A todo esto el cometa no se manifestaba. Las conferencias se desarrollaban en el día; por la noche todo el mundo en el Tololo miraba al cielo. Y nada. O bien  poco. Cada intervención de algún astrónomo era seguida por una ronda de preguntas. Infaliblemente, Parra se cuadraba con una interrogante que daba vergüenza ajena. Los astrónomos se tomaban el tiempo para contestarle. “Pero por Dios, qué le pasa a este hombre. ¿Es de las chacras o se hace?”, pensaba yo cada vez que lo sentía intervenir. Concluí que se estaba riendo de nosotros.  Preguntaba, por ejemplo, si Bill Halley debía su nombre al cometa, o por qué los cometas son tan chicos y se ven tan grandes, o cuál podría decirse que es el día de cumpleaños de un cometa. Puede que no hayan sido exactamente sus inquietudes, pero andaban muy cerca. Mientras, los enviados especiales nos esmerábamos en hacer “preguntas periodísticas”.
Pensar que todo aquello se lo ha llevado el polvo de las estrellas, como dice José Maza.
Llegó el gran día, el de su mayor acercamiento al Sol, lo que el mundo esperaba, la visión de una larga cola surcando el firmamento. Chile entero mirando al cielo desde cualquier parte, preferentemente sitios alejados de la luz artificial. En el Tololo las exposiciones científicas de esa jornada pasaron casi inadvertidas. Lo que todos esperábamos era que llegara la noche. Y cuando llegó, los organizadores instalaron telescopios manuales en una terraza al aire libre para que pudiésemos gozar del fenómeno, mientras los verdaderos astrónomos se dedicaban a estudiarlo en las salas interiores, donde se hallaban las computadoras. Tipo medianoche fue el momento. Recuerdo a una pila de viejitos gringos saltando de alegría tras retirar sus ojos del telescopio asignado, tanto así que dicha impresión me hizo titular la nota de la siguiente manera “El Tololo: Saltos y abrazos al ver el cometa Halley”, crónica apolillada que aún podría ser objeto de examen en la Hemeroteca de la Biblioteca Nacional. Mientras se producía esa salida de madre de los viejitos científicos observé a Parra. Miraba el firmamento, callado. Le pregunté algo así como “qué significa esto para usted” y entonces, en un rapto de inspiración y elocuencia, me acribilló con palabras, versos, metáforas, imprecaciones, enhebró un lúcido y apasionado discurso recitado de corrido, el revés de sus payasadas de los días anteriores.
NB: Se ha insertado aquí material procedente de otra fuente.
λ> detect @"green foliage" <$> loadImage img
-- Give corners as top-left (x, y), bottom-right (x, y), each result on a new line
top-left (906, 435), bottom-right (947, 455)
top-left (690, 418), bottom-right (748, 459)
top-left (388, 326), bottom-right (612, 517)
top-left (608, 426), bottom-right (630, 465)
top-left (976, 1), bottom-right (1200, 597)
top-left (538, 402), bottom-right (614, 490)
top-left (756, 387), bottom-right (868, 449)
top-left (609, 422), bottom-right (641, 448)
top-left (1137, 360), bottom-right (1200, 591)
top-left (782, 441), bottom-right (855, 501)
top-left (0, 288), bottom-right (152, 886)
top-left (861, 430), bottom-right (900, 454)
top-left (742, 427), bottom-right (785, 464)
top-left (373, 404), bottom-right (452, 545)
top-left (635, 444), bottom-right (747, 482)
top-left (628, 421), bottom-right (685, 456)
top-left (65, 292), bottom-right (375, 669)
En treinta a cuarenta segundos fui testigo de un fantástico poema sobre la miseria del hombre ante la inexorable rotación de los astros, que como descuidado reportero que soy, no grabé. Pero esa noche tomé en serio a Parra. Aunque más tarde volvería a sus raíces.
Al llegar a Santiago mis colegas me felicitaron. “Saltos y abrazos al ver el cometa Halley”, repetían, riendo a carcajadas, mientras el “Paragua” me observaba con el rabillo del ojo. Recién entonces descubrí que mi título había sido tomado como una ironía, como una burla a la cagarruta, al ratón parido por el monte, incluso al montaje que resultó ser el cometa para la visión de la mayoría de los chilenos. Yo les seguía el juego, como dándomelas de inteligente, porque equivalía a seppuku confesar que escribí de buena fe lo que había presenciado.